Wow. What a strange and terrible movie.
The thing that hit me most was the way it had this weird, dream-like (but not in a good way) quality. It was like, I literally understand every word that the characters are saying. (The movie was in English after all.) But every time I tried to actually think "OK, what did that sentence just mean?" or "How does what's going on in this scene relate to something else that's happened in the movie?", I just had no idea. It was exactly that sense of untethered bafflement that you get in dreams: "Wait, I was on a boat earlier. How did I get on to this train? And why is my old high-school girlfriend here?", etc. etc. (Funnily enough, the last movie that I really remember coming away with that same feeling from was Batman and Robin.)
I think I concur with the general opinion that Ben Affleck is actually one of the better things about the movie, but in general a lot of the other creative decisions didn't work for me at all. I have no idea why they decided to play Lex Luthor the way they did. Now granted, I don't know much about him as a character beyond what's in Challenge of the Superfriends, but a kind of watered-down Joker mark 2 wasn't what I was expecting.
And then of course at the end
SPOILER
Showwhen Superman supposedly gives his life to destroy the Krypton monster, it just feels completely phony and hollow. For fuck's sake, we *know* he's not really dead because we've already seen the posters for Justice League. And then they milk it for several scenes, and this pointless melodrama just goes on and on. If you're gonna do that, you can't think the character's dead for more than like 10 seconds, like in The Avengers. And why didn't they just give the spear to Wonder Woman again?
Funnily enough, though it comes basically out of the blue (like everything else in this film), I did like the idea that the motivation for the Justice League comes out of Bruce Wayne's guilt over Superman's death.
And then there's all the weird God vs. Man stuff, which is clearly supposed to be an Important Theme in this movie, and which for me didn't come off at all. It's like the rest of the film actually, now that I think about it. It's amazingly somehow both heavy-handedly ostentatious and diffusely incoherent at the same time. People explicitly talk about it a lot. There's whole scenes about it. But I didn't get what point was being made. It's like they said "OK, God vs. Man is going to be a big theme in this film", but then never decided what, if anything, they actually wanted to say about this opposition.
So there's something about God, and absolute power, and absolute goodness. And maybe Superman can't be absolutely good until he's not absolutely powerful, which is where the kryptonite comes in. And then somehow this ties into courage, because Superman can't really do anything courageous, being invulnerable. But then Batman....and now my head hurts.
And then there's supposed to be something thematically relating to parents and children I think, but I understand that even less well than the God bullshit (as Howard Beale would say). Lucky both Superman and Batman's moms were named Martha though, right?
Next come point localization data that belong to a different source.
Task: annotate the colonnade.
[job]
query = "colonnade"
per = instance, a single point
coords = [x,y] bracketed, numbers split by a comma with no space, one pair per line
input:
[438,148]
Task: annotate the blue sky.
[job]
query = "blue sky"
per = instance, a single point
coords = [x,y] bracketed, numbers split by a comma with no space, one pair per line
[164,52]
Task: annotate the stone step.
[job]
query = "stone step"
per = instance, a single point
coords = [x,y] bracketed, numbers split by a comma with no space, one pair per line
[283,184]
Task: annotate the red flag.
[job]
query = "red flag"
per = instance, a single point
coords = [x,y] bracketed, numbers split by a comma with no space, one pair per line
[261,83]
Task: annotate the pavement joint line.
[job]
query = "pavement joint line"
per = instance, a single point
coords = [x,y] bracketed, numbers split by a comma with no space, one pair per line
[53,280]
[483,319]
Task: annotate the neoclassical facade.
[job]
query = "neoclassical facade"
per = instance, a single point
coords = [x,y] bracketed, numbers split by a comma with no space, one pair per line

I do think though that they've maybe got something interesting to explore with Wonder Woman, even if I wasn't particularly excited about her scenes in the film. This idea that The Great War (aka The War To End War) caused her to give up on humanity could lend a *really* interesting perspective to that character. I would look forward to seeing that done well, though I have no confidence that it will be.
Anyway, at least the movie seems like it'll stick with me, even if it's in exactly the way that dream about talking hotdogs sticks with me. I guess that's something.